The piste they had been following ran right into ice. The frozen shoreline was a jagged tangle of ice plates that were black or red or white or even blue, or a rich jade green— all piled together, as if a tidal wave had crushed Big Man’s butterfly collection, and left it strewn over a barren beach. Beyond it the frozen sea stretched right over the horizon.

After many seconds’ silence, Ann said, “They must have broken the Hellespontus aquifer. That was a really big one, and it would drain down to Low Point.”

“So the Hellas mohole must be flooded!” Yeli said.

“That’s right. And the water at the bottom of it will heat up. Probably hot enough to keep the surface of the lake from freezing. Hard to say. The air is cold, but with the turbulence there might be a clear spot. If not, then right under the surface it will be liquid for sure. Must be some strong convection currents in fact. But the surface . . .”

Yeli said, “We’ll see pretty soon, we’re going to fly over it.”

“We should be landing,” Nadia observed.

“Well, we will when we can. Besides, things seem to be calming down a bit.”

“That’s just a function of being cut off from news.”

“Hmm.”

As it turned out they had to fly all the way across the lake, and land on the other side. It was an eerie morning, flying low across a shattered surface reminiscent of the Arctic Sea, except here the ice flows were frosting like an open freezer door, and they were colored across the whole spectrum, heavy on the reds of course, but this only made the occasional blues and greens and yellows stand out more vividly, the focal points of an immense, chaotic mosaic.

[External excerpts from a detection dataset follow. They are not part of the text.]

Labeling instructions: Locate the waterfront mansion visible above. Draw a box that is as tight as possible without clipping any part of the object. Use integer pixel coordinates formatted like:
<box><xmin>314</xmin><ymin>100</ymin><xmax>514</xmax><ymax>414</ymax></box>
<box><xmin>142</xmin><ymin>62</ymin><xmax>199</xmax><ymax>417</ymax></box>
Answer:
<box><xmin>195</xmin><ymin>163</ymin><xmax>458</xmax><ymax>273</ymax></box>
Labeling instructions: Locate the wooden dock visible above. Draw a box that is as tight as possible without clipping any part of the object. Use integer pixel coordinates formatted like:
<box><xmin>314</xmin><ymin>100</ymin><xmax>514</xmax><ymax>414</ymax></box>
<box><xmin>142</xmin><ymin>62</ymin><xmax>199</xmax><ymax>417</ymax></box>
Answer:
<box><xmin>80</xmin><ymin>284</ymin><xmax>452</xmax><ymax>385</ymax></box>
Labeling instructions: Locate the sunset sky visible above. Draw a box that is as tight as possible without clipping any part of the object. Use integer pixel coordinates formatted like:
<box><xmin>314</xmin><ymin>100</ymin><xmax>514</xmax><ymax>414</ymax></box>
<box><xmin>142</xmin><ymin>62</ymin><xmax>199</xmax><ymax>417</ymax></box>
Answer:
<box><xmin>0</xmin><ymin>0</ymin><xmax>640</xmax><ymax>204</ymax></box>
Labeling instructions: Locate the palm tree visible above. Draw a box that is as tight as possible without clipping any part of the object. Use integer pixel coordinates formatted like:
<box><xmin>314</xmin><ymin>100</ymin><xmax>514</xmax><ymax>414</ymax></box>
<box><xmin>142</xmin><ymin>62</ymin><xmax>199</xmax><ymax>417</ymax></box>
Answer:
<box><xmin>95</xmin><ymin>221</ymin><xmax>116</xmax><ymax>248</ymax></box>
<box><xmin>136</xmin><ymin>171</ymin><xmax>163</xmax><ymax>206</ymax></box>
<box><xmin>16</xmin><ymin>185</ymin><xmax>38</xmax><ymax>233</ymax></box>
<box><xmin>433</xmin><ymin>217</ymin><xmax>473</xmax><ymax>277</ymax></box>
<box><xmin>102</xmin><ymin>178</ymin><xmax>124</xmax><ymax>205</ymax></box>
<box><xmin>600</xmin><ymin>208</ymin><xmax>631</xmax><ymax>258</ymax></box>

And there at its center— where, even flying as high as they were, the ice sea still extended to the horizon in every direction— there was an enormous steam cloud, rising thousands of meters into the air. Circling this cloud cautiously, they saw that the ice underneath it was broken into bergs and floes, floating tight-packed in roiling, steaming black water. The dirty bergs rotated, collided, turned turtle and caused thick walls of red-black water to splash upward; when these walls fell back down, waves expanded out in concentric circles, bobbing all the bergs up and down as they passed.